200-Euro-Rate: Auszahlung von Corona-Kinderbonus beginnt – DER SPIEGEL

200-Euro-Rate: Auszahlung von Corona-Kinderbonus beginnt – DER SPIEGEL

Die staatlichen Familienkassen zahlen ab diesem Montag den Corona-Kinderbonus aus. In einer ersten Rate erhalten Familien 200 Euro pro Kind. Die zweite Rate von 100 Euro soll im Oktober folgen. Insgesamt beträgt die Leistung also 300 Euro pro Kind, die zusätzlich zum Kindergeld gezahlt werden.

Wann der Kinderbonus auf dem Konto erscheint, hängt von der Endziffer der Kindergeldnummer ab. Steht dort eine Null, ist man an diesem Montag dabei. Die Endziffern 1 bis 9 werden im September nach und nach von den Familienkassen überwiesen. Insgesamt gibt es in Deutschland rund 18 Millionen berechtigte Kinder und junge Menschen. Auf Hartz IV und andere Sozialleistungen wird die Sonderzahlung nicht angerechnet. Die Bezieher haben tatsächlich 300 Euro extra zur Verfügung. 

Verrechnet wird sie allerdings mit dem Kinderfreibetrag bei Gutverdienern. Eltern, die eine gemeinsame Steuererklärung abgeben, haben einen Freibetrag von aktuell 7812 Euro pro Kind. Dieser Betrag wird also von dem Einkommen abgezogen, das am Ende versteuert wird – sie zahlen weniger Steuern. Wie hoch die Entlastung ausfällt, hängt von den individuellen Verhältnissen ab.

Ab gut 80.000 Euro bleibt nichts mehr übrig

Das Finanzamt vergleicht diesen Steuervorteil mit der Summe des Kindergeldes, das im selben Jahr an das Paar gezahlt wurde. Liegt das Kindergeld höher, wird der Freibetrag nicht angerechnet; ist der Vorteil aus dem Freibetrag größer als das Kindergeld, bekommen die beiden die Differenz. Tatsächlich bekommen die Steuerzahler immer die günstigere Variante, aber eben nicht beide Leistungen auf einmal.

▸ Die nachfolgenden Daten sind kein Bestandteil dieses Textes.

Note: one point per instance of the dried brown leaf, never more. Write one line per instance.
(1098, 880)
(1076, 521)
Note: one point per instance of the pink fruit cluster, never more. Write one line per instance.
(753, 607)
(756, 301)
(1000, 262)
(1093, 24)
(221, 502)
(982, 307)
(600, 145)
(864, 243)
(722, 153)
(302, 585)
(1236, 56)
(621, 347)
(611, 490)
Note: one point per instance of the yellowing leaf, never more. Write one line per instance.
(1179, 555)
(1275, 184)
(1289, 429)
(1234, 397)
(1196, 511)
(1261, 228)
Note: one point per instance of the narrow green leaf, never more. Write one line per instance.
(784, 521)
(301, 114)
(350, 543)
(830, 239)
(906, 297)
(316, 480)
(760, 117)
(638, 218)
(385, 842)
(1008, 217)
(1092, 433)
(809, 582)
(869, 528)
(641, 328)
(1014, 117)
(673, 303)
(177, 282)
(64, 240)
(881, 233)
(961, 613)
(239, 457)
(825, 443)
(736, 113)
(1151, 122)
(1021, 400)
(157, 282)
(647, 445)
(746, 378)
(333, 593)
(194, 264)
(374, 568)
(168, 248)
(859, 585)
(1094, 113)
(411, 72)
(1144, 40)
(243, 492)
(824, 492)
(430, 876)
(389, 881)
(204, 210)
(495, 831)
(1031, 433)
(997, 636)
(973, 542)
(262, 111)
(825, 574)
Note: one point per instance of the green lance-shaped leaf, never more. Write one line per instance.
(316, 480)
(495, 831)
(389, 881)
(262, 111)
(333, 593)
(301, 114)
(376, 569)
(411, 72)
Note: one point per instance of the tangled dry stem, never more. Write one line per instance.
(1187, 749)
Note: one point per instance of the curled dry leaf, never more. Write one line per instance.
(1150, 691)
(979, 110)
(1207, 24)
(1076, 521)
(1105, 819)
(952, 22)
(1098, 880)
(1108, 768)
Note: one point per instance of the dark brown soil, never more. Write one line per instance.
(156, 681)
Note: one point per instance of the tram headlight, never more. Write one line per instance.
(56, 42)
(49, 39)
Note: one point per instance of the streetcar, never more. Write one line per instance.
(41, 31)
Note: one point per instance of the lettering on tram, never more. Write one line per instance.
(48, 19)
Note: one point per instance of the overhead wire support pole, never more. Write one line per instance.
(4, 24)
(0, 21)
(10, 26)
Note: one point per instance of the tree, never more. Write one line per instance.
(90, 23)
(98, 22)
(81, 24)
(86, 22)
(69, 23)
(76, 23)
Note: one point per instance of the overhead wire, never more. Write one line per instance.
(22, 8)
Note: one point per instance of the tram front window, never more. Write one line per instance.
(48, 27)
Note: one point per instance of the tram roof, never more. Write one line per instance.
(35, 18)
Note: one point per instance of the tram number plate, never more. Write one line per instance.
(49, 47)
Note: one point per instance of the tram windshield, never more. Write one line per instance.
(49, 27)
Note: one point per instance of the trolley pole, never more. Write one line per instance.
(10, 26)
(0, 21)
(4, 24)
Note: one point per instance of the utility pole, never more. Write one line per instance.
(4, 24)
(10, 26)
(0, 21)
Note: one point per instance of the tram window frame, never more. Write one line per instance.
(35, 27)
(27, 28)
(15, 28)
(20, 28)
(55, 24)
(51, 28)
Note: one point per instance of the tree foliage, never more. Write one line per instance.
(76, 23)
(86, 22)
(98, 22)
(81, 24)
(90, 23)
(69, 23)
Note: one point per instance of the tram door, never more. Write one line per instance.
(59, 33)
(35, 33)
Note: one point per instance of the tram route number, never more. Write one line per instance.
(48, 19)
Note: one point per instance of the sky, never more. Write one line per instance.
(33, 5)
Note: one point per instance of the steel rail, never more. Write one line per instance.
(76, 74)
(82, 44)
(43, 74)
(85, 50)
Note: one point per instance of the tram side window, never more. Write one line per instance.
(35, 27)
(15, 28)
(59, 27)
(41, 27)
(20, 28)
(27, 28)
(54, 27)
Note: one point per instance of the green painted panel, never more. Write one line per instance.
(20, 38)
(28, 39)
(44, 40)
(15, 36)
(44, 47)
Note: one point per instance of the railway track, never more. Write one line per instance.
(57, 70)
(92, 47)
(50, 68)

Der Freibetrag hat die größere Wirkung bei Eltern, die pro Jahr mehr als 65.000 Euro versteuern müssen. Sie bekommen die 300 Euro also überwiesen, haben am Ende des Jahres aber mehr Steuern zu zahlen. Wer unter dieser Grenze liegt, profitiert hingegen mehr vom Kinderbonus. Darüber schwindet der Effekt allmählich mit der Höhe des Einkommens. Ab gut 80.000 Euro aufwärts bleibt nichts mehr übrig – bei einem Kind. Mit jedem weiteren Kind steigen diese Grenzen entsprechend an.

Die Linksfraktion im Bundestag kritisiert den Kinderbonus als zu gering. Die Lasten der Pandemie für Familien würden dadurch “nicht annähernd” ausgeglichen, sagte die Linkenabgeordnete Sabine Zimmermann, die den Familienausschuss des Bundestags leitet, der “Neuen Osnabrücker Zeitung”.

Der Präsident des Deutschen Instituts für Wirtschaftsforschung (DIW), Marcel Fratzscher, lobte den Kinderbonus indessen als “eine der klügsten Maßnahmen” des Konjunkturprogramms der Bundesregierung. Die Leistung helfe “schnell und relativ zielgenau den Familien, die jetzt in der Krise Unterstützung benötigen”, sagte Fratzscher der Düsseldorfer “Rheinischen Post”.

Der Regierung war es wohl wichtig, Geld gezielt dort zu verteilen, wo es zuverlässig ausgegeben wird. Bei Familien ist das häufig der Fall: Sie haben hohe Ausgaben, in vielen Familien wird nur ein kleiner Teil des Budgets gespart; gerade bei Alleinerziehenden oft gar nichts.